İSO Başkanı Bahçıvan, Türkiye'nin Gümrük Birliği ile AB'ye büyük ödün vermesine rağmen tam üyeliğin gerçekleşmemesinin haksızlık olduğunu belirterek, "Yaşananlar maskeli baloya benziyor. Bu maskeli balo artık sona ermelidir" dedi

İSTANBUL - İstanbul Sanayi Odası (İSO) Meclisi, mayıs ayı toplantısını "Türkiye'nin Avrupa Birliği'ne Katılım Süreci, Bütünsel Kalkınma Perspektifi ve Sanayimizin Geleceği" ana gündemi ile bugün gerçekleştirdi. Meclis toplantısının bu ayki konuğu Avrupa Birliği Bakanı ve Başmüzakereci Mevlüt Çavuşoğlu oldu.

Toplantının açılış konuşmasını yapan İSO Başkanı Erdal Bahçıvan, Türkiye'nin 50 yılı aşkın süredir özveriyle devam eden üyelik çabalarına karşın, AB’nin Türkiye’nin tam üyeliğe hazır bulunmadığına dair tutum ve yaklaşımının önümüzdeki en ciddi sorun olduğuna dikkat çekti. Türkiye’nin AB’ye katılım sürecinde yaşadığı mağduriyetin, üyelik süreci tamamlanmadan önce Gümrük Birliği’ne katılmış olmasından kaynaklandığını Bahçıvan, “Gümrük Birliği konusunda çok ciddi bir ödün vermiş olmasına rağmen, Türkiye’nin tam üyeliğinin belirsizliğe mahkum edilmiş olması ülkemize yapılmış büyük bir haksızlıktır. Bu bağlamda yaşananlar bir maskeli baloya benziyor. Bu maskeli balo artık sona ermelidir” diye konuştu. 

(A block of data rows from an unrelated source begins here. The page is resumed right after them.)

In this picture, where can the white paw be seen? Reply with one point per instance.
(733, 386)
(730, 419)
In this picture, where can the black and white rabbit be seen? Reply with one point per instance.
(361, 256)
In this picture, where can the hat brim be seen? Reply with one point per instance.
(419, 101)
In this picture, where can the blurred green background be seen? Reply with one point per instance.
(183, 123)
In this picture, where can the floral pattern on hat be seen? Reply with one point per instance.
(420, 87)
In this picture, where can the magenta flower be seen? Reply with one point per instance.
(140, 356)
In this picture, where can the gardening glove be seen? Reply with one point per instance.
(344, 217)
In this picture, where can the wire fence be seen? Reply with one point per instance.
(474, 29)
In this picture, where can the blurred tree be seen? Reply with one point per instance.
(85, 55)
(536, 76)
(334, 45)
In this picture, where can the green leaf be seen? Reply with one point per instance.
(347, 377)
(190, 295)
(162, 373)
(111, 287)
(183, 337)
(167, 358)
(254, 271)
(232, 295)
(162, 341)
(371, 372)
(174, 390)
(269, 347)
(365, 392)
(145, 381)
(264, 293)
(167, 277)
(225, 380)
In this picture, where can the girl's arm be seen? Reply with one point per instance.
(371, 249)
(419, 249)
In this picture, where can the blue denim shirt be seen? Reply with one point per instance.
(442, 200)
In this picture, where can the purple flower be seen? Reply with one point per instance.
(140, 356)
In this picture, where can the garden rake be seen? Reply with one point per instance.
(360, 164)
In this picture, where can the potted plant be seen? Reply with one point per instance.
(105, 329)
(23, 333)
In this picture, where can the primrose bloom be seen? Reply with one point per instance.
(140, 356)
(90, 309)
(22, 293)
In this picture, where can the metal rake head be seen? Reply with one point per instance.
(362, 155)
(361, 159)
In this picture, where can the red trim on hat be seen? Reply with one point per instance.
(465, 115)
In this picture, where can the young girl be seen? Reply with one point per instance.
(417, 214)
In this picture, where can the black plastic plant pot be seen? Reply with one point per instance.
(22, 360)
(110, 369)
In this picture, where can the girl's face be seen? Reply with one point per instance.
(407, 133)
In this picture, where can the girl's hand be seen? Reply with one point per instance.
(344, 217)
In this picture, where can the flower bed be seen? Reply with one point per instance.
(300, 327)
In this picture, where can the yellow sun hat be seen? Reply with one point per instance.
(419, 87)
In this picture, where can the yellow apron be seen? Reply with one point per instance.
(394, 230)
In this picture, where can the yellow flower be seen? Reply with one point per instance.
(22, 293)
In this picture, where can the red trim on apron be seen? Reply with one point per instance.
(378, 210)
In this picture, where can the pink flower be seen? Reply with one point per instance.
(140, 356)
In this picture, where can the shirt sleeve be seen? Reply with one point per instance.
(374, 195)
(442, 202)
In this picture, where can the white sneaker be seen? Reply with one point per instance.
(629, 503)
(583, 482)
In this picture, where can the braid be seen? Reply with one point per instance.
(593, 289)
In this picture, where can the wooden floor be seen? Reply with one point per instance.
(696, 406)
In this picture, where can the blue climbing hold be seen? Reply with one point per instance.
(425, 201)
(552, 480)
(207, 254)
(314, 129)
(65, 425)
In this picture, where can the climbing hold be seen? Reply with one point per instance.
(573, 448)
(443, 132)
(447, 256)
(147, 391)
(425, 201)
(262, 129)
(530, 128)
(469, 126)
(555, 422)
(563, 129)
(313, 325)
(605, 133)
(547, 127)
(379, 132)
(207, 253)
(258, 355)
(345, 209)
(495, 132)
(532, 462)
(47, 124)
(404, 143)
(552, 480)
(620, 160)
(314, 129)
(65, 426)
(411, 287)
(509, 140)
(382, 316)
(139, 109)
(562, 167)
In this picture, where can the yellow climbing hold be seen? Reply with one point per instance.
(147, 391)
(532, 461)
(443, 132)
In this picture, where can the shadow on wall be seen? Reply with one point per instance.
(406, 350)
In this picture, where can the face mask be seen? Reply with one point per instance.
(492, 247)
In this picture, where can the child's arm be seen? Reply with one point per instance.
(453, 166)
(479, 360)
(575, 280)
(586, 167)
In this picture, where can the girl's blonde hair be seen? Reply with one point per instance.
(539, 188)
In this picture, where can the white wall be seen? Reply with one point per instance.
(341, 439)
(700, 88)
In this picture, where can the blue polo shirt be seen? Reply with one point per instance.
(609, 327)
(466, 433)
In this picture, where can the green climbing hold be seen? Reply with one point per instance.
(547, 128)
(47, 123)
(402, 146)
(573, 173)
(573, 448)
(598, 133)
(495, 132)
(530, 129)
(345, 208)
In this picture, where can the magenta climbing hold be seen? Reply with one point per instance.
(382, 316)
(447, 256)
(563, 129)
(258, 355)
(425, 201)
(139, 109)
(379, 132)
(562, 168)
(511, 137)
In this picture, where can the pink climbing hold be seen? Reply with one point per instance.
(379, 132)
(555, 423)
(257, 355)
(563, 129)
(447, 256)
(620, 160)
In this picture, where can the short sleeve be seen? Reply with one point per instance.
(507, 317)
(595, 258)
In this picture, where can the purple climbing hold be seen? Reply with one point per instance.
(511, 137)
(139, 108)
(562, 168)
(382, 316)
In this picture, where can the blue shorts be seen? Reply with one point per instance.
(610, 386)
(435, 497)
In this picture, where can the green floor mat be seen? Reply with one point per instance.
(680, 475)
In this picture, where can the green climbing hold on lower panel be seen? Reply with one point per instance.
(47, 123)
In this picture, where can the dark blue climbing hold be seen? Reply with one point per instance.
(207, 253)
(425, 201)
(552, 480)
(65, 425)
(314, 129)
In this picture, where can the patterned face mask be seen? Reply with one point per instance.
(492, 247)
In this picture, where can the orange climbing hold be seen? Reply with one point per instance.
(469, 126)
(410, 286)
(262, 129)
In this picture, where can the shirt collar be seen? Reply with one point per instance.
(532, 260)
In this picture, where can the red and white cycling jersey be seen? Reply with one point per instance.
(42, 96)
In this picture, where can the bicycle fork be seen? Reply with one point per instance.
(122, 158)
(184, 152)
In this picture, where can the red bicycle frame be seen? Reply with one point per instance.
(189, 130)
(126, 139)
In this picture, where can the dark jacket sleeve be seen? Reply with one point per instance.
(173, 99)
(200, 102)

Gümrük Birliği’nin 20'nci yılına yaklaşması nedeniyle kapsamının değişen ticari koşullara uygun olarak revize edilmesi gerektiğini vurgulayan Bahçıvan, “Transatlantik Ticaret ve Yatırım Ortaklığı’nın ivme kazandığı bir süreçte bu öneri önemli. Türkiye’nin üçüncü ülkelerle ticaretinde mağduriyet yaşamaması için her türlü tedbirin alınması gerekiyor” dedi.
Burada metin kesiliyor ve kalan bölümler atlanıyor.